On the 15th day of the eighth month of the lunar calendar, which was on September 22 this year, we got to learn about one of the biggest festivals of the year here in Taiwan (a long-time Chinese one actually) which was on a weekday, so Kelly and Christopher had the day off from work and school. We attended a family potluck event at our church at noon and enjoyed our first Mid-Autumn Festival, also known as Moon Festival. An essential part of this holiday is moon cakes, not to be confused with Moon Pies from the United States. Apparently, people give this delicacy as a treat to others to celebrate. I never did try any, because I'm kind of a chicken at tasting new things since I got here. I know, I know, I'll eventually broaden my horizons, and soak in the culture, and all that. I'm taking baby steps, so please cut me some slack.The problem is I don't ever know what I'm going to bite into and have been surprised by some textures and fillings. For example, moon cakes are often filled with egg yolks to look like the moon, but the cake part is sweet, so the mixture of those two flavors kind of throws my taste buds off somehow. Anyway, let's get back to the ward activity at our church that we attended. First, here's an image of the center of a fancy moon cake.

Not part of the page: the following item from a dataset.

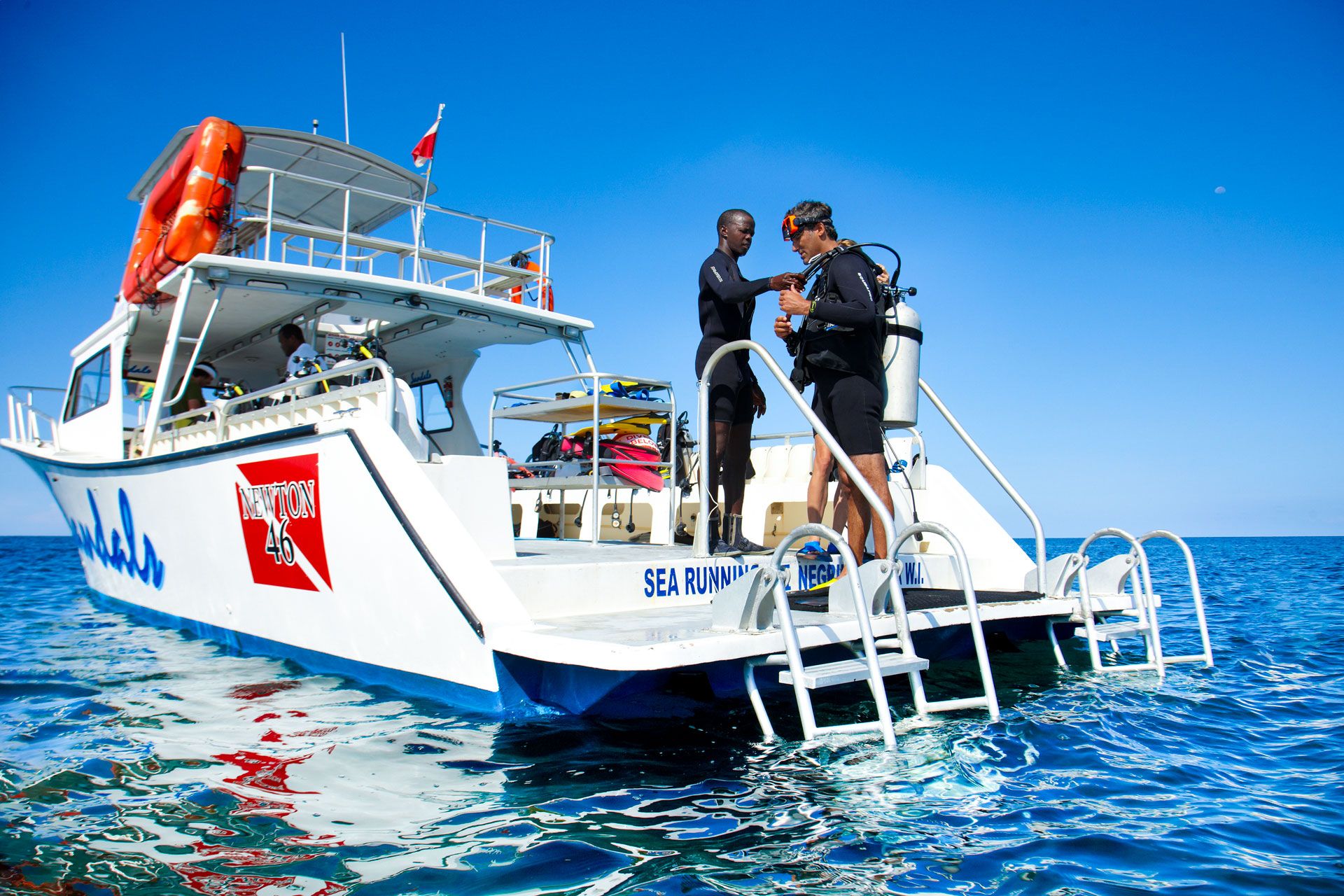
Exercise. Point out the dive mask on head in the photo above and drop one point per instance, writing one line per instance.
(793, 223)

Since the shipping container of my kitchen tools is somewhere in the Pacific Ocean between Los Angeles and Taipei, I had to be resourceful as to what to take to the potluck. Activities where I'm supposed to bring food are my favorite, and I would never want to show up with a bag of chips or something boring. How could I come up with an entrée or appetizer that I thought might be edible to my new Taiwanese friends? Would they look reluctantly at my concoction the way I look at moon cakes, with skepticism and uncertainty? It was challenging to come up with an idea, especially considering I had practically nothing to prepare it with. Luckily when I went back to Texas, I realized that I had not shipped my Easy Accent Decorator when the movers came, so I brought a spare one back with me. It was kind of a gamble, but I decided to make the kid-friendly recipe of Ants on a Log, or celery sticks with peanut butter, and instead of raisins as the ants, I used grapes. Since eggs seem to be popular, I whipped up a classic American egg salad, then spread some on toasted bread, which I had cut into small square pieces. I got plenty of compliments on the celery sticks, but only got positive reviews from my American friend, Rachel, on the sandwich bites. Everything I brought got eaten quickly, so perhaps people liked it, but I don't really know. Communicating here is often a barrier for me.

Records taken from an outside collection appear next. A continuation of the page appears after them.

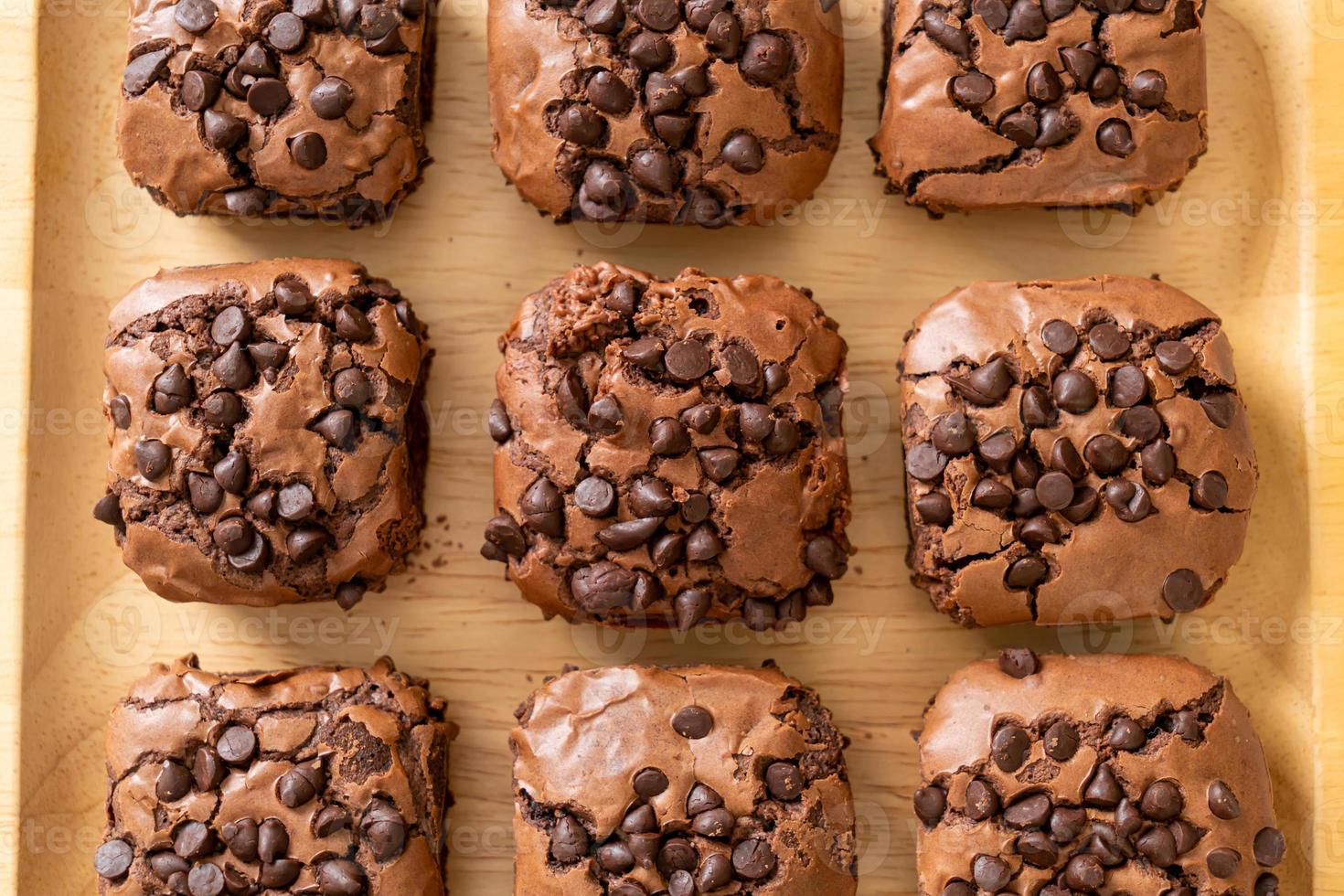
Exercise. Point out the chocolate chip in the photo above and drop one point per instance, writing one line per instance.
(543, 508)
(1074, 391)
(1043, 83)
(603, 586)
(934, 508)
(1104, 86)
(752, 859)
(308, 149)
(1148, 89)
(1129, 500)
(195, 16)
(1018, 663)
(1026, 572)
(1026, 22)
(336, 427)
(152, 458)
(687, 360)
(1223, 802)
(1126, 387)
(1060, 337)
(1270, 847)
(1085, 873)
(991, 872)
(1011, 747)
(1081, 65)
(718, 464)
(766, 58)
(237, 744)
(1061, 741)
(972, 89)
(1220, 407)
(113, 859)
(1103, 789)
(174, 781)
(654, 169)
(608, 93)
(1141, 423)
(335, 878)
(172, 389)
(723, 37)
(629, 535)
(994, 12)
(1174, 357)
(192, 840)
(352, 324)
(1115, 139)
(692, 723)
(1223, 863)
(981, 801)
(649, 782)
(272, 840)
(385, 830)
(945, 34)
(497, 422)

The lunch at the potluck was really good, mainly Chinese food, and there was plenty of it. I should have gotten a picture of everything, but I didn't remember soon enough. We played a few games and did an activity where one person had to stand in the middle of a circle of others, with arms folded and eyes closed and feet planted firmly on the ground, then lean backwards or forwards or sideways as the group would toss the person in the middle in another direction. Obviously this was an exercise where we had to place our trust in others. Christopher was the first person to go, then we formed small groups to continue.
There was a chance for people to sing or to tell a joke, and one guy played the harmonica. He played the longest version of Twinkle Twinkle Little Star I've ever heard, but was having a lot of fun doing it. Later his wife and daughter sang as he accompanied them.

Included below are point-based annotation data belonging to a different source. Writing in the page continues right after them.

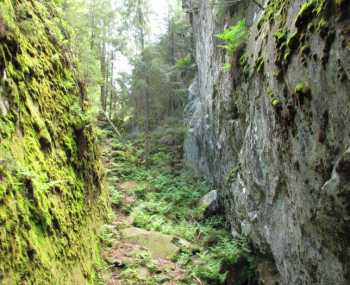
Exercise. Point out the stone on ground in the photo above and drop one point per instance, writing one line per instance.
(158, 244)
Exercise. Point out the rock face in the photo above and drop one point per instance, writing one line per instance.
(51, 196)
(272, 134)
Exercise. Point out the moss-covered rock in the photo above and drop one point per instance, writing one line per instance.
(51, 194)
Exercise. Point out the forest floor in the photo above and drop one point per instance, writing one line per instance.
(159, 233)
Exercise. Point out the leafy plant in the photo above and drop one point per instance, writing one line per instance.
(233, 36)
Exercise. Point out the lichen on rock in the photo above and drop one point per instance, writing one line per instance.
(51, 186)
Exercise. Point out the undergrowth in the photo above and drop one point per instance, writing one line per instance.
(168, 201)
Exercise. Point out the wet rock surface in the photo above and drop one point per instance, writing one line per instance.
(287, 163)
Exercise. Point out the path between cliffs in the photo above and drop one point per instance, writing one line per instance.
(159, 232)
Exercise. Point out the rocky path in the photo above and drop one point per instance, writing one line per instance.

Kelly was brave enough to tell a joke, the one joke in Chinese that he knows. Everyone laughed, so he must have done a good job. Either that or they were laughing at his accent. As you can see, members of our church have really embraced us and have gone out of their way to really make us feel welcome, and I'm so thankful to be among them.
The following week after the Moon Festival, I had my first visitors at our apartment. My two sweet visiting teachers, Demi and Charlotte, and three other women came to see me and it was wonderful to have some company.
Demi brought us some fruit that she said is traditional to have during the Moon Festival. It's similar to grapefruit and apparently only grows in this region. In English, it's called a pomelo and in Mandarin, it's called yodzeh. It's almost pear-shaped and has a really thick skin with big seeds and tastes sweet and citrus-like. It was really good. Demi also taught me how to cut it and said that they often make a little hat for the kids to wear with it, so I saved the organic hat for when Christopher got home from school.